Selecting the right vector for your molecular biology experiment is fundamental to ensure the experiment’s success. There are many elements to consider when choosing which vector backbone to use. To make it easier, we have compiled a list of some of the key factors to keep in mind when choosing a vector:
Cloning or Expression?
The first question to ask yourself is what you intend to do with your vector. Cloning vectors are useful for generating many copies of your gene. Expression vectors are associated with the actual expression of the gene into mRNA and protein in the target organism. Cloning vectors usually contain features associated with the insertion or removal of DNA fragments. For example, they have multiple cloning sites with many restriction sites, antibiotic resistant genes, etc. Expression vectors, however, contain additional organism specific sequences relating to expression such as promoters, RBS sequences, Kozak sequences (in eukaryotes), or the Shine Dalgarno sequence (in prokaryotes). A similar vector type is the transcription-only vector that goes only to the mRNA production phase and requires less components than expression vectors.

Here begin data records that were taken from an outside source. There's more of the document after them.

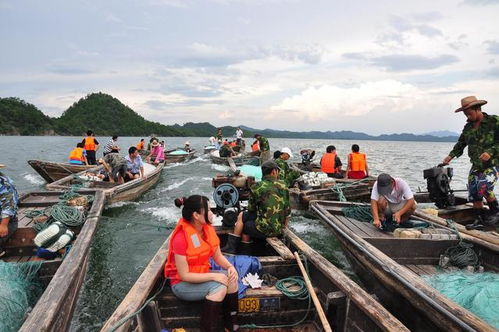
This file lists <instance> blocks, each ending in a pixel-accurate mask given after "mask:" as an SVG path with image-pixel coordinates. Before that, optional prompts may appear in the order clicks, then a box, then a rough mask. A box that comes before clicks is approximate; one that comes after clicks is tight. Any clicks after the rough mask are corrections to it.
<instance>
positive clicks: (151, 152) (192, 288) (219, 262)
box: [0, 96, 499, 331]
mask: <svg viewBox="0 0 499 332" xmlns="http://www.w3.org/2000/svg"><path fill="white" fill-rule="evenodd" d="M486 103H487V101H485V100H478V99H477V98H476V97H473V96H470V97H466V98H463V99H462V100H461V107H460V108H458V109H456V110H455V112H456V113H457V112H463V114H464V115H465V117H466V125H465V127H464V129H463V131H462V133H461V135H460V137H459V139H458V142H457V143H456V144H455V145H454V148H453V149H452V151H451V152H450V153H449V155H448V156H446V157H445V158H444V159H443V162H442V164H448V163H449V162H450V161H451V160H452V159H453V158H458V157H460V156H461V155H462V154H463V151H464V149H465V147H467V148H468V155H469V158H470V161H471V164H472V167H471V170H470V173H469V177H468V190H469V201H470V202H472V203H473V207H474V208H475V209H476V210H477V215H478V217H477V219H476V220H475V221H474V223H473V224H471V225H468V226H469V228H470V229H481V228H483V226H484V225H497V224H498V223H499V206H498V202H497V199H496V196H495V194H494V186H495V184H496V182H497V177H498V172H499V144H498V142H499V117H498V116H496V115H488V114H487V113H485V112H482V109H481V108H482V106H483V105H485V104H486ZM235 136H236V140H235V141H234V142H229V141H228V140H225V141H224V140H223V136H222V130H221V128H220V129H219V130H218V131H217V134H216V137H215V140H213V139H212V138H210V141H211V142H213V143H215V144H217V145H218V147H217V148H218V149H219V150H220V152H221V154H222V151H224V154H228V156H230V155H232V154H233V153H235V151H234V150H233V146H231V144H233V143H234V144H236V145H235V146H240V144H241V142H242V137H243V132H242V130H241V129H240V128H238V130H237V131H236V135H235ZM254 138H255V142H254V143H253V144H252V148H251V149H252V151H253V152H255V151H257V152H258V153H259V156H260V159H261V171H262V176H263V178H262V181H260V182H257V183H255V184H254V185H253V186H251V188H250V197H249V200H248V206H247V209H246V210H245V211H243V212H240V213H239V214H238V216H237V221H236V222H235V225H234V228H233V229H232V231H231V232H230V233H229V235H228V240H227V243H226V244H225V246H224V247H223V248H220V240H219V238H218V236H217V234H216V232H215V230H214V228H213V227H212V221H213V213H212V212H211V209H210V207H209V200H208V198H207V197H204V196H200V195H192V196H190V197H187V198H182V199H178V200H177V201H176V202H175V204H176V205H177V206H178V207H181V208H182V212H181V214H182V217H181V218H180V219H179V220H178V223H177V225H176V227H175V229H174V230H173V232H172V233H171V235H170V242H169V251H168V260H167V263H166V265H165V267H164V276H165V278H168V279H169V280H170V286H171V288H172V291H173V293H174V294H175V295H176V296H177V297H178V298H180V299H183V300H186V301H199V300H204V302H205V304H204V310H203V313H202V317H201V319H202V322H203V323H202V324H201V326H202V330H203V331H218V324H219V323H220V321H219V318H218V317H219V315H220V314H221V313H222V314H223V317H224V318H223V325H224V328H225V329H226V331H235V330H237V328H238V325H237V320H236V317H237V315H236V314H237V290H238V285H237V280H238V274H237V271H236V269H235V268H234V266H233V265H232V264H231V263H230V262H229V260H227V258H226V257H225V256H224V255H223V254H222V253H225V254H228V255H235V254H242V255H251V254H252V248H253V246H252V242H253V241H254V240H262V239H266V238H268V237H275V236H280V235H281V234H282V232H283V230H284V229H285V228H286V227H287V225H288V223H289V217H290V213H291V207H290V197H289V190H288V188H289V187H291V186H292V185H293V183H294V181H296V179H297V178H298V177H299V176H300V173H299V172H297V171H296V170H295V169H292V168H291V167H290V166H289V165H288V160H289V159H290V158H292V157H293V153H292V151H291V149H289V148H288V147H284V148H282V149H280V150H279V151H276V153H274V155H273V156H271V154H270V144H269V141H268V139H267V138H266V137H264V136H262V135H260V134H255V135H254ZM117 140H118V137H117V136H113V137H112V138H111V139H110V141H109V142H108V143H107V144H106V145H105V148H104V153H103V158H100V159H99V160H96V151H97V150H98V149H99V142H98V141H97V140H96V139H95V137H94V133H93V132H92V131H88V132H87V136H86V137H85V138H84V139H83V141H82V142H78V144H77V145H76V148H75V149H73V150H72V151H71V153H70V155H69V162H70V163H77V162H79V163H80V164H91V165H94V164H97V162H99V163H101V164H102V165H104V168H105V169H106V170H107V173H108V176H109V181H111V182H113V181H116V182H118V183H123V182H124V181H127V180H131V179H136V178H139V177H145V174H144V164H143V163H144V162H143V160H142V158H141V156H140V154H139V151H142V150H147V151H149V154H148V155H147V157H146V162H154V163H160V162H162V161H163V160H164V142H159V140H158V139H156V138H151V140H150V141H149V144H148V147H147V149H144V147H145V140H144V139H141V140H140V142H138V143H137V145H136V146H132V147H130V148H129V149H128V155H126V156H125V157H122V156H120V155H119V151H120V147H119V146H118V144H117ZM185 148H186V149H190V143H189V142H186V144H185ZM272 157H273V158H272ZM347 158H348V166H347V170H346V177H347V178H350V179H363V178H365V177H367V176H369V170H368V165H367V158H366V154H365V153H361V152H360V147H359V145H357V144H354V145H352V147H351V153H350V154H349V155H348V157H347ZM342 166H343V165H342V162H341V160H340V158H339V157H338V154H337V152H336V148H335V146H334V145H329V146H327V148H326V151H325V153H324V155H323V156H322V158H321V160H320V170H321V171H322V172H324V173H326V174H327V175H328V176H330V177H332V178H344V177H345V175H344V174H343V171H342ZM3 167H4V165H0V168H3ZM484 200H485V202H486V203H487V206H488V208H487V209H485V208H484ZM370 201H371V212H372V216H373V225H374V226H375V227H377V228H380V229H381V230H383V231H393V229H394V228H396V227H399V226H400V225H401V224H403V223H404V222H406V221H407V220H408V219H409V218H410V216H411V215H412V214H413V213H414V211H415V209H416V201H415V199H414V194H413V192H412V190H411V189H410V187H409V185H408V183H407V182H406V181H405V180H404V179H402V178H399V177H394V176H392V175H390V174H387V173H381V174H379V175H378V176H377V178H376V182H375V183H374V185H373V188H372V192H371V196H370ZM18 202H19V198H18V194H17V191H16V189H15V186H14V184H13V182H12V180H11V179H10V178H9V177H7V176H6V175H4V174H3V173H1V172H0V208H1V218H2V219H1V223H0V257H1V256H2V255H4V253H5V252H4V251H3V249H2V247H1V246H2V244H4V243H5V242H6V241H7V239H8V238H9V237H10V236H11V235H12V234H13V232H14V231H15V230H16V228H17V216H16V211H17V205H18ZM468 226H467V227H468ZM210 258H213V259H214V261H215V262H216V263H217V264H218V265H219V266H220V267H222V270H220V271H212V270H211V269H210V263H209V260H210Z"/></svg>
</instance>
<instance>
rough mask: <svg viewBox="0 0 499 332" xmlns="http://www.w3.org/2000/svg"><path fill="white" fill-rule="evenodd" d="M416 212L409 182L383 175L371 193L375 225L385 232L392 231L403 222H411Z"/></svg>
mask: <svg viewBox="0 0 499 332" xmlns="http://www.w3.org/2000/svg"><path fill="white" fill-rule="evenodd" d="M414 211H416V201H415V200H414V194H413V193H412V190H411V188H409V185H408V184H407V182H405V181H404V180H402V179H399V178H392V177H391V176H390V175H389V174H386V173H382V174H380V175H379V176H378V179H377V180H376V182H375V183H374V186H373V190H372V192H371V213H372V215H373V224H374V226H376V227H378V228H382V229H383V230H385V231H391V230H393V228H396V225H395V223H396V224H397V225H399V224H400V223H401V222H404V221H407V220H409V217H410V216H411V214H413V213H414Z"/></svg>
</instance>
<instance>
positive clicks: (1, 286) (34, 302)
mask: <svg viewBox="0 0 499 332" xmlns="http://www.w3.org/2000/svg"><path fill="white" fill-rule="evenodd" d="M41 265H42V262H28V263H6V262H2V261H0V285H1V286H0V313H1V314H0V316H1V318H2V319H0V331H2V332H10V331H17V330H18V329H19V328H20V327H21V325H22V323H23V322H24V320H25V317H26V314H27V313H28V312H29V311H30V310H31V308H32V307H33V306H34V305H35V304H36V301H37V300H38V298H39V297H40V295H41V294H42V293H43V285H42V283H41V282H40V280H39V278H38V271H39V270H40V267H41Z"/></svg>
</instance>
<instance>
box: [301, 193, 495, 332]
mask: <svg viewBox="0 0 499 332" xmlns="http://www.w3.org/2000/svg"><path fill="white" fill-rule="evenodd" d="M352 204H354V203H341V202H324V201H316V202H312V203H311V209H312V211H313V212H314V213H316V214H317V215H318V216H319V217H320V219H321V220H322V221H323V222H324V223H325V224H326V225H328V226H329V227H330V228H331V230H332V231H333V233H334V234H335V235H336V238H337V239H338V241H339V242H340V244H341V246H342V248H343V250H344V252H345V254H346V256H347V258H348V259H349V261H350V262H351V264H352V267H353V268H354V270H355V272H356V273H357V275H358V276H359V277H360V278H361V280H362V282H363V284H364V285H365V286H366V288H367V289H368V290H369V291H370V292H373V293H374V294H375V295H376V296H377V297H378V299H379V300H380V302H381V303H382V304H383V305H384V306H385V307H386V308H387V309H388V310H389V311H390V312H391V313H393V314H394V315H395V316H396V317H397V318H398V319H400V320H401V321H402V322H403V323H404V324H405V325H406V326H407V327H408V328H410V329H411V330H414V331H495V329H494V328H492V327H491V326H490V325H488V324H487V323H486V322H484V321H483V320H482V319H480V318H479V317H477V316H476V315H474V314H472V313H471V312H469V311H468V310H466V309H464V308H463V307H461V306H459V305H458V304H456V303H455V302H453V301H451V300H450V299H448V298H447V297H445V296H443V295H442V294H441V293H440V292H438V291H437V290H435V289H434V288H432V287H431V286H430V285H429V284H427V283H426V282H425V281H424V280H423V279H422V278H421V276H422V275H433V274H435V273H437V271H438V263H439V259H440V254H441V253H443V252H444V251H445V249H447V248H449V247H451V246H455V245H456V244H457V243H458V242H459V240H458V239H457V238H456V237H455V233H453V232H451V231H450V230H447V229H444V228H440V229H439V232H440V233H441V234H447V235H442V236H441V237H440V239H436V238H433V237H432V238H429V239H428V238H403V237H395V236H394V234H393V233H385V232H381V231H379V230H378V229H376V228H375V227H374V226H373V225H372V224H371V223H367V222H361V221H358V220H355V219H352V218H347V217H345V216H344V215H343V212H342V208H343V207H345V206H348V205H352ZM452 235H454V238H453V239H452V237H453V236H452ZM444 237H446V238H447V239H444ZM463 240H464V241H465V242H467V243H470V242H471V241H469V240H468V239H463ZM472 242H473V244H474V247H475V250H478V251H480V252H481V260H482V265H483V267H484V269H485V271H491V272H499V246H497V245H492V244H489V243H483V242H480V241H472Z"/></svg>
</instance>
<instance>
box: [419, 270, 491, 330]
mask: <svg viewBox="0 0 499 332" xmlns="http://www.w3.org/2000/svg"><path fill="white" fill-rule="evenodd" d="M423 278H424V279H425V280H426V281H427V282H428V283H429V284H430V285H431V286H432V287H433V288H435V289H437V290H438V291H440V292H441V293H442V294H444V295H445V296H447V297H448V298H450V299H451V300H453V301H454V302H456V303H457V304H459V305H461V306H462V307H463V308H466V309H468V310H469V311H471V312H473V313H474V314H475V315H477V316H478V317H480V318H481V319H483V320H484V321H486V322H487V323H489V324H490V325H491V326H493V327H495V328H496V329H498V330H499V274H497V273H492V272H485V273H469V272H468V273H467V272H452V273H441V274H436V275H433V276H426V277H423Z"/></svg>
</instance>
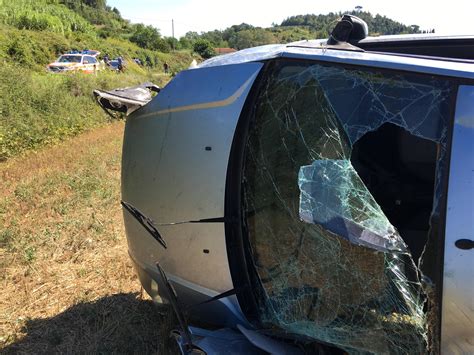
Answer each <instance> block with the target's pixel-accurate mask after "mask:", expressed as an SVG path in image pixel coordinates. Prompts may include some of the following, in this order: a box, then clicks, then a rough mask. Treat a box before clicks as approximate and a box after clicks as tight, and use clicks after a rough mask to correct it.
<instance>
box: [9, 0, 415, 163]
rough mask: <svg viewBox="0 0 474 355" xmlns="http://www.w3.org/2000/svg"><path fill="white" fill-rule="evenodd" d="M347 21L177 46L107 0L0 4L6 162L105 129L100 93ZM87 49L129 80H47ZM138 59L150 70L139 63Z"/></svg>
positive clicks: (205, 37)
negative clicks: (69, 58) (112, 5)
mask: <svg viewBox="0 0 474 355" xmlns="http://www.w3.org/2000/svg"><path fill="white" fill-rule="evenodd" d="M353 13H354V14H356V15H357V16H360V17H361V18H362V19H364V20H365V21H366V22H367V23H368V25H369V29H370V31H371V34H374V35H377V34H395V33H413V32H419V27H418V26H416V25H413V26H405V25H403V24H401V23H398V22H396V21H393V20H391V19H388V18H387V17H385V16H380V15H376V16H373V15H372V14H370V13H369V12H362V11H358V12H353ZM341 15H342V14H341V13H330V14H327V15H300V16H292V17H289V18H287V19H286V20H284V21H283V22H282V23H281V24H280V25H276V24H274V25H273V26H272V27H270V28H261V27H254V26H251V25H248V24H245V23H243V24H240V25H234V26H231V27H229V28H227V29H225V30H222V31H220V30H214V31H209V32H204V33H200V34H199V33H197V32H188V33H186V35H185V36H183V37H181V38H180V39H179V40H177V39H175V38H170V37H163V36H162V35H161V34H160V32H159V30H158V29H156V28H155V27H152V26H146V25H143V24H132V23H130V22H129V21H128V20H125V19H123V18H122V16H121V14H120V12H119V10H118V9H116V8H111V7H109V6H107V3H106V0H15V1H12V0H0V62H1V63H2V65H1V67H0V161H1V160H5V159H6V158H8V157H10V156H13V155H16V154H18V153H19V152H22V151H24V150H28V149H35V148H37V147H40V146H42V145H44V144H46V143H49V142H55V141H57V140H60V139H62V138H64V137H66V136H70V135H74V134H76V133H78V132H81V131H83V130H86V129H88V128H90V127H93V126H95V125H98V124H101V123H103V122H105V116H104V115H103V113H102V112H101V111H100V110H99V108H98V107H97V105H96V104H95V103H94V101H93V99H92V97H91V91H92V89H93V88H111V87H117V86H129V85H131V84H134V83H138V82H140V81H145V80H153V81H155V82H158V84H163V83H164V82H165V81H166V80H167V77H166V76H165V75H164V74H163V73H162V68H163V67H162V66H163V63H165V62H167V63H168V65H169V68H170V71H171V72H172V73H174V72H177V71H179V70H182V69H184V68H186V67H187V66H188V65H189V64H190V63H191V61H192V59H193V56H197V58H199V57H202V58H209V57H211V56H213V55H215V53H214V49H213V48H215V47H233V48H236V49H243V48H248V47H253V46H258V45H263V44H269V43H288V42H293V41H298V40H302V39H312V38H324V37H327V36H328V34H329V32H330V30H331V28H332V26H333V25H334V23H335V21H336V20H337V18H338V17H340V16H341ZM84 48H90V49H97V50H99V51H101V52H102V53H103V54H105V53H107V54H109V57H112V58H113V57H117V56H119V55H121V56H124V57H125V58H126V60H127V61H128V63H129V65H128V66H127V73H126V74H120V75H116V74H114V73H110V72H108V73H105V72H103V73H99V74H98V75H97V76H91V75H89V76H87V75H82V74H71V75H60V76H58V75H54V74H49V73H46V70H45V66H46V64H47V63H49V62H51V61H53V60H54V59H55V58H57V57H58V56H59V55H60V54H62V53H64V52H65V51H68V50H72V49H78V50H80V49H84ZM132 58H139V59H140V60H141V62H142V63H144V66H143V67H139V66H137V65H135V64H133V62H132V61H131V59H132ZM160 72H161V74H160ZM160 75H161V76H160Z"/></svg>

This factor is relevant for both cloning and expression vectors. The only aspect to consider here is whether you are cloning a large or small DNA fragment. Most general plasmids (i.e. pUC) can cope with inserts up to 15 kb. Anything bigger can complicate the replication and cause problems with stability. However, if you have a large DNA insert, there are special types of vectors suitable for such applications, which have a different origin of replication. As a general remark, origins of bigger vectors have a lower copy number than those of smaller vectors. Keep in mind that the bigger the vector is, the lower the transfection or transformation efficiency and its stability. Nevertheless, vectors can usually get up to 52 kb.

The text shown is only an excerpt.